Conosciamo le conseguenze sociali e politiche della stagione in cui la sinistra ripudiava come anacronistico il ruolo di centralità assegnato alla classe operaia: un divorzio dal suo mondo d’origine che ne avrebbe più che dimezzato il peso elettorale. Ma quel distacco esistenziale, il progressivo disinteresse per le condizioni di vita e di lavoro di una classe falsamente descritta come in via di estinzione, ha prodotto anche un guasto culturale: in troppi si sono illusi che sacrificare la dignità e il valore del lavoro manuale fosse un prezzo inevitabile per garantire una crescita economica che, viceversa, ne ha subito un colpo letale.

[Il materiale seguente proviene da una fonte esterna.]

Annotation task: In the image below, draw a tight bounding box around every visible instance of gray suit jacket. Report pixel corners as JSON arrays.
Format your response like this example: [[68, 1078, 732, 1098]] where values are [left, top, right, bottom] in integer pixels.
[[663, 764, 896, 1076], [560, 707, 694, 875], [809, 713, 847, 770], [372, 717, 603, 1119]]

Benvenuta, dunque, l’inchiesta operaia (esperienza desueta, ma preziosa) che oggi ci offrono la Fondazione Di Vittorio e la Fondazione Sabattini, a fotografare la presenza in Italia della Fiat divenuta Fca e prossima alla fusione con Peugeot. L’età media dei dipendenti supera i 45 anni, cioè l’età media del nostro già troppo vecchio Paese. Ben il 34% degli operai Fiat hanno fra i 40 e i 49 anni. Quanto al livello di istruzione, il 34,2% ha fatto solo la scuola dell’obbligo. Gli iscritti al sindacato sono meno di un terzo dei dipendenti.

Le circa diecimila interviste effettuate (il 20% della componente operaia) rivelano che solo il 12% dichiara di aver migliorato la propria condizione. Il 60% ne denuncia invece il peggioramento. Se il rinnovamento degli impianti ha prodotto, per fortuna, un calo degli incidenti gravi, si registra però il fenomeno dell’occultamento degli incidenti meno gravi, mascherati come eventi di natura diversa (malattia, ferie e permessi, infortuni in itinere). Negli ultimi tre anni solo il 57,9% degli episodi risulterebbero “regolarmente denunciati”.

Spostata ad Amsterdam la sede legale e a Londra la sede fiscale, l’azienda sotto la guida di Marchionne ha inaugurato il metodo Wcm (World Class Manufacturing) che in teoria dovrebbe superare l’organizzazione tayloristica e fordista della produzione. Ma i diecimila intervistati rilevano che ciò non ha incrinato il tradizionale modello gerarchico: spesso il team leader dei gruppi di lavoro tende a sostituire il delegato nel rapporto diretto con i vertici. Mirando a tagliare fuori i sindacati. In particolare la Fiom Cgil, che pure resta il sindacato con più tesserati, ha vissuto una lunga stagione di emarginazione dopo il suo rifiuto di sottoscrivere nel 2011 gli accordi aziendali. Tra gli intervistati ce n’è uno che, facendo strage della sintassi ma con notevole chiarezza, sintetizza così la situazione: “Gli operai vivono secondo me troppo la Fiom come se all’azienda fai un torto”.

Chi avrà ancora il coraggio di sostenere che tutto ciò abbia fatto il bene dell’Italia?